At this point the couple will have consciously determined how and how much of a role Mormonism will play in their relationship as a couple and for each of them as individuals. They will have largely reconciled the ideal and perfect with the real and the possible. The enjoyment of particular individuals committed to one another will take precedence over commitments to ideologies and fantasies of what “should be.”

A Few Recommendations

Realize that couples relationships evolve and change, and some conflict is expected in the process. Often one partner will be in the position of changing and the other in the position of trying to “catch up.” Conflict does not mean one partner is bad and the other is good or that one is necessarily right and the other wrong.

Find and focus on areas of agreement and mutual interest. Keep communication open and as much as is honestly possible, emphasize what is working, what is positive, and what you appreciate. Satisfying marriages have a positive to negative communication ratio of 5:1.

Articulate disagreement as complaints rather than criticisms. Criticisms attack character, whether of your partner or of your partner’s belief system. Complaints focus on behaviors and actions rather than character. Ideally, a complaint could (and would) be presented as a request for positive action (a request to do a different behavior rather than a request to stop a behavior).

Focus on working through differences and creating situations that work for the both of you rather than fighting about “who is right.” Beware of becoming a proxy for ideological positions, whether “Mormon” or “Ex-Mormon.”

When you recognize you are stuck or gridlocked as a couple on an issue, set aside the question of who is right and look at how you are communicating rather than what you are communicating. It can be helpful to agree to set aside a particular issue for a mutually agreed upon amount of time to work on aspects of the relationship that are working.

When you do return to a difficult issue, listen closely and ask your partner about the underlying dream the issue represents. You may find you can support aspects of your partner’s dream while at the same time recognizing you do not share the entire dream or your partner’s methods of fulfilling it.

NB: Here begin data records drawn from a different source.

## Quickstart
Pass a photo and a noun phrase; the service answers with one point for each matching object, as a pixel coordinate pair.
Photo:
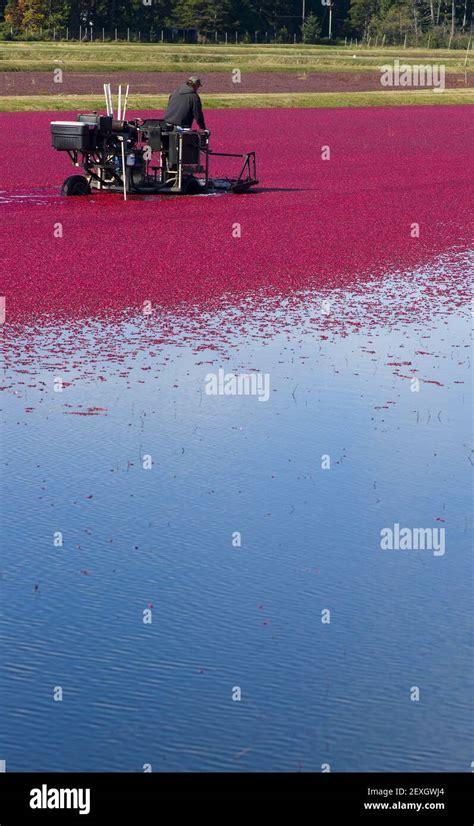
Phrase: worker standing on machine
(184, 105)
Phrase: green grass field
(66, 103)
(112, 57)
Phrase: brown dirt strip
(78, 83)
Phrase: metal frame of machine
(120, 155)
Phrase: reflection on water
(112, 442)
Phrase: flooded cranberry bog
(237, 454)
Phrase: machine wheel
(76, 185)
(190, 186)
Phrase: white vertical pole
(124, 171)
(106, 99)
(125, 103)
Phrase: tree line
(252, 20)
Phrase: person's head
(194, 81)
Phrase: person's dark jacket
(184, 106)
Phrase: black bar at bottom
(61, 797)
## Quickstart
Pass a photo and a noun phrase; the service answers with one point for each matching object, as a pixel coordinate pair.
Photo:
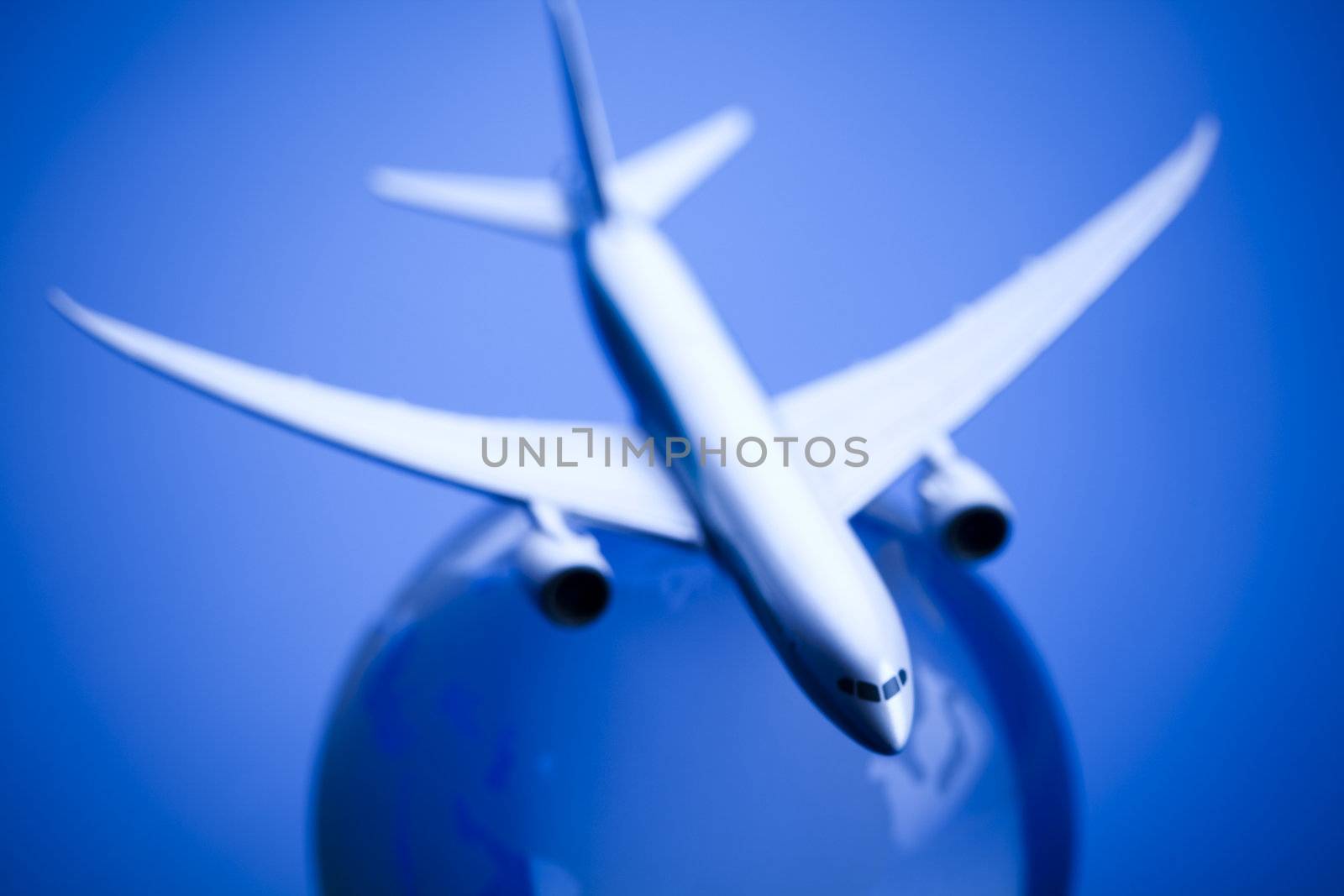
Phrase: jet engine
(569, 575)
(963, 506)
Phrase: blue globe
(479, 748)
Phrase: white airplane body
(780, 526)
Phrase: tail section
(648, 184)
(591, 136)
(654, 181)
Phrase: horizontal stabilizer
(531, 207)
(652, 181)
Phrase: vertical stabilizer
(591, 137)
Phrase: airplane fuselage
(806, 578)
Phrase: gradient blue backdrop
(181, 584)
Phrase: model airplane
(779, 523)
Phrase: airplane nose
(898, 720)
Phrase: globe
(479, 748)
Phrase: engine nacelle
(568, 573)
(964, 508)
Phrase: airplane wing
(904, 401)
(434, 443)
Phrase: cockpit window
(870, 692)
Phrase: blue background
(183, 586)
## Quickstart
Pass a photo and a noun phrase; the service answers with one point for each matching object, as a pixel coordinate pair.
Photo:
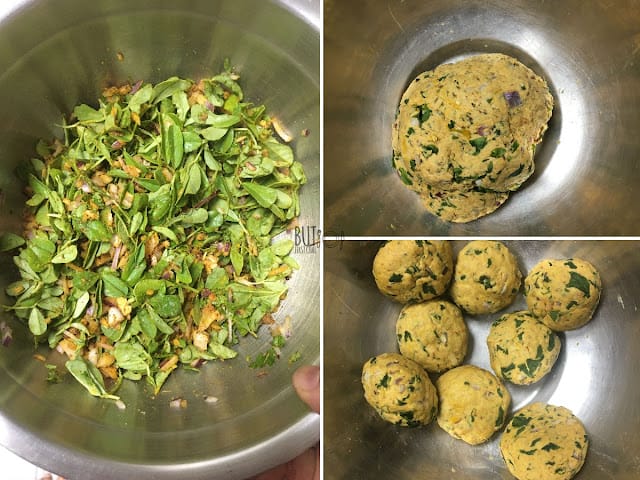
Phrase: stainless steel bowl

I highly recommend obtaining a copy of Ten Lessons to Transform Your Marriage, by John Gottman, Ph.D. It is very readable and practical, and it is based on empirical research with thousands of couples. Dr. Gottman addresses the issue of what to do with intractable issues, such as those ex-Mormon/Mormon couples face (although he does not address Mormonism itself).

If you and your partner are talking about divorce or splitting up, seriously consider making an appointment with a relationship counselor you both can agree upon. Get recommendations from other people who have had good experiences working with a counselor on similar issues. The most important quality of a counselor is you both feel comfortable with the counselor and he or she is interested in helping work through your problems on your own terms.

Conclusion

Viewing relationship through a developmental lens provides a perspective that change and conflict are inherent in couple relationships is not fault of either partner. When one partner is committed to Mormonism and the other is the process of questioning and rejecting it to a greater or a lesser degree, the issues of individuation and the possibility for break-up may be acute. By becoming educated about how relationships develop, about conflict management, and about specific issues presented by the Mormon belief and lifestyle, I hope ex-Mormons and their partners will divorce less often and experience greater satisfaction in their relationships.